Niets roept bij mij meer herinneringen op aan mijn oma zaliger dan de geur van vanille.

‘Ons moe’ woonde vlak naast ons en ik was er dan ook heel vaak. Ze was dol op bakken, dessertjes en alles wat zoet was.

Ze verwende ons en iedereen die bij haar op bezoek kwam vaak met allerlei heerlijkheden zoals taartjes, cake met crème au beurre, pudding of chocolademelk.

Ja, mijn liefde voor bakken komt zeker van ‘ons moe’.

 

 

 

 

In samenwerking met de VLAM/Lekker van bij ons stel ik jullie vandaag graag dit eenvoudige receptje voor op basis van ‘melk van bij ons’, namelijk een lekkere rijstevlaai.

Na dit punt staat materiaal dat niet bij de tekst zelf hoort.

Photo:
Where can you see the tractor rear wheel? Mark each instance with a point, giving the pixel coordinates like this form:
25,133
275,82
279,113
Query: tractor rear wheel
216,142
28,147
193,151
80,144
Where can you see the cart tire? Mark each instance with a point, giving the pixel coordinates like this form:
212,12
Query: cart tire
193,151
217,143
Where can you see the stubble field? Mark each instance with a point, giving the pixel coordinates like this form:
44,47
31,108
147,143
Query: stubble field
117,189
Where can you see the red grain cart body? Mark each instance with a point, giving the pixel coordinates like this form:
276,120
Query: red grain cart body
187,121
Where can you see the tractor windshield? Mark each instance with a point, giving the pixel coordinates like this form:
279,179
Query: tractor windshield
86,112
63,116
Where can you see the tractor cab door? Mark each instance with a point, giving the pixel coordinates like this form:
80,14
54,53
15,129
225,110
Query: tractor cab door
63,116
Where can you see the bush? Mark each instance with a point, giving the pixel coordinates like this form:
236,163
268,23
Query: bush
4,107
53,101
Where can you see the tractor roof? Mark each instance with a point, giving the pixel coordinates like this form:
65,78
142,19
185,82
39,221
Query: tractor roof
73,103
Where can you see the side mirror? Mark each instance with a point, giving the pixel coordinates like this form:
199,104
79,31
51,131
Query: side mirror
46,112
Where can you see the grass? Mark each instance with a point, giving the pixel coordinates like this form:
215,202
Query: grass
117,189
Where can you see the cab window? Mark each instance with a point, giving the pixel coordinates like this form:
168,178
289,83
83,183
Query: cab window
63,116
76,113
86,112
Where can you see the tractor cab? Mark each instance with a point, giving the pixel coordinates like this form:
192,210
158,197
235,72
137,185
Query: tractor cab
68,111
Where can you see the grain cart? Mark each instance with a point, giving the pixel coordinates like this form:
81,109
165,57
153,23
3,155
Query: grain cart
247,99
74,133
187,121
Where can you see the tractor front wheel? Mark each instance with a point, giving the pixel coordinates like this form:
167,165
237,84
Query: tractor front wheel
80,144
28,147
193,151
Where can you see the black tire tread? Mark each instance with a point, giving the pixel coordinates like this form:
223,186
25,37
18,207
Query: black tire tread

Het basisrecept is eigenlijk dat van een gewone rijsttaart, maar met de sinaasappelzeste gaf ik er een eigen en verrassend lekkere twist aan.

Lees je mee?

 

Wat heb je nodig?

1 rol bladerdeeg, klontje boter om je taartvorm in te vetten, 120 gr dessertrijst, 140 gr kristalsuiker, 800 ml volle melk, 1 vanillestokje, 50 gr puddingpoeder, 2 eitjes en zeste van twee sinaasappelen

 

Hoe ga je te werk?

Verwarm de oven op 180 graden. (warme lucht)

Je vet een ronde taartvorm lichtjes in met wat boter en blindbakt het bladerdeeg voor ongeveer een kwartiertje.

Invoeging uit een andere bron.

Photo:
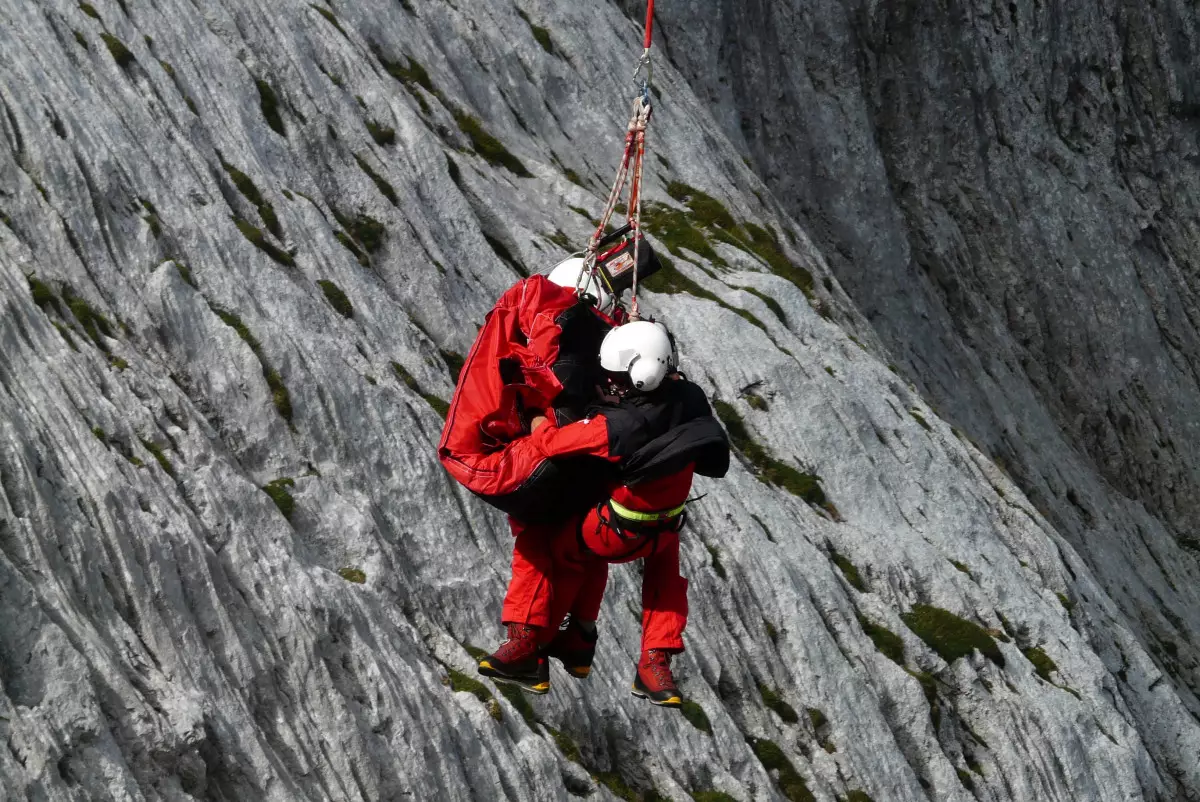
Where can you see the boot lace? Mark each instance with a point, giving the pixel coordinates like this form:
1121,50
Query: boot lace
659,663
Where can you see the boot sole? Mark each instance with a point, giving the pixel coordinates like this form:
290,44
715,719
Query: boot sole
531,684
673,701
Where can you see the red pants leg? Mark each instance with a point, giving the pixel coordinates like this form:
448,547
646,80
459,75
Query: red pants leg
580,579
529,594
664,597
664,591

(ik gebruik hiervoor altijd bakbonen)

Breng ondertussen 600 ml melk aan de kook samen met de rijst, het vanillemerg en de zeste.

Wanneer de melk kookt, draai je het vuur lager en blijf je goed roeren met een houten lepel zodat het niet aanbakt en de rijst gaar kan worden.

Je lost het puddingpoeder op in de resterende 200 ml melk en voegt dit toe, samen met de suiker.

Blijven roeren tot alles gemengd is en mooi indikt.

Haal van het vuur.

Scheid dan de eitjes en roer de dooiers door de licht afgekoelde rijstpap. Klop de eiwitten op en spatel doorheen het mengsel.

Giet alles nu voorzichtig in de taartvorm en bak je taart nog voor ongeveer 30 minuten.

Best even laten afkoelen voor je er van proeft (als je kàn wachten tenminste…).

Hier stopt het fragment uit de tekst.